I want to upload images to S3 server, but before uploading I want to generate thumbnails of 3 different sizes, and I want it to be done out of request/response cycle hence I am using celery. I have read the docs, here is what I have understood. Please correct me if I am wrong.
- Celery helps you manage your task queues outside the request response cycle.
- Then there is something called carrot/kombu - its a django middleware that packages tasks that get created via celery.
- Then the third layer PyAMQP that facilitates the communication of carrot to a broker. eg. RabbitMQ, AmazonSQS, ironMQ etc.
- Broker sits on a different server and does stuff for you.
Now my understanding is - if multiple users upload image at the same time, celery will queue the resizing, and the resizing will actually happen at the ironMQ server, since it offers a cool addon on heroku.
Now the doubts:
But what after the image is resized, will ironMQ push it to the S3 server, or will it notify once the process is completed.. i am not clear about it.
What is the difference between celery and kombu/carrot, could you explain vividly.
IronMQ does not process your tasks for you; it simply serves as the backend for Celery to keep track of what jobs need to be performed.
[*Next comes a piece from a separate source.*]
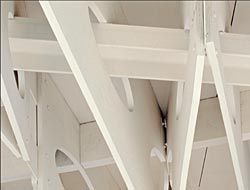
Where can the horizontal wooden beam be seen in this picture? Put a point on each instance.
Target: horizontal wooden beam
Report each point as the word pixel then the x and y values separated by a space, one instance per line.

So, here's what happens. Assume you have two servers, your web server and your Celery server. Your web server is responsible for handling requests, your Celery server creates the thumbnails and uploads them to S3. Here's what a typical request looks like:
- Your user uploads the image to your web server.
- You store that image somewhere--I'd recommend putting it on S3 right then, personally, but you could also store it in, for example IronCache, base64-encoded. The point is to put it somewhere your Celery server can access it.
- You queue up a job on Celery, passing the location of the image to your Celery server.
- Your Celery server downloads the image, generates your thumbnails, and uploads them to S3. It then stores the S3 URLs in the job results.
- Your web server waits until the job finishes, then has access to the results. Alternatively, you could have your Celery server store the results in the database itself. The point is that the Celery server does the heavy lifting (generating the thumbnails) and does not hold up the request loop while it does.
I wrote an example for using IronMQ on Heroku. You can see it here: http://iron-celery-demo.herokuapp.com. You can see the source for the example on Github and read the tutorial, which explains pretty thoroughly and step-by-step how to deploy Celery on Heroku.
To clear up the AMQP stuff:
- IronMQ is a cloud-based message queue service developed by Iron.io.
- AMQP is an open messaging specification
- RabbitMQ is the most popular implementation (that I know of) of the AMQP specification.
- PyAMQP is a Python library that lets Python clients communicate with any implementation of AMQP, including RabbitMQ
One of the biggest differences between IronMQ and RabbitMQ/AMQP is that IronMQ is hosted and managed, so you don't have to host the server yourself and worry about uptime. The spec offers a bunch more in terms of differentiation, and there are underlying differences, but Celery abstracts most of those away. Because you're using Celery, the only difference you're liable to notice is that IronMQ is hosted, so you don't have to stand up and manage your own server.
Full disclosure: I am employed by Iron.io, the company behind IronMQ.
"One of the biggest differences between IronMQ and RabbitMQ/AMQP is that IronMQ is hosted and managed, so you don't have to host the server yourself and worry about uptime."
Currently there are at least two hosted managed RabbitMQ-as-a-service options: Bigwig and CloudAMQP. Celery should work well with both.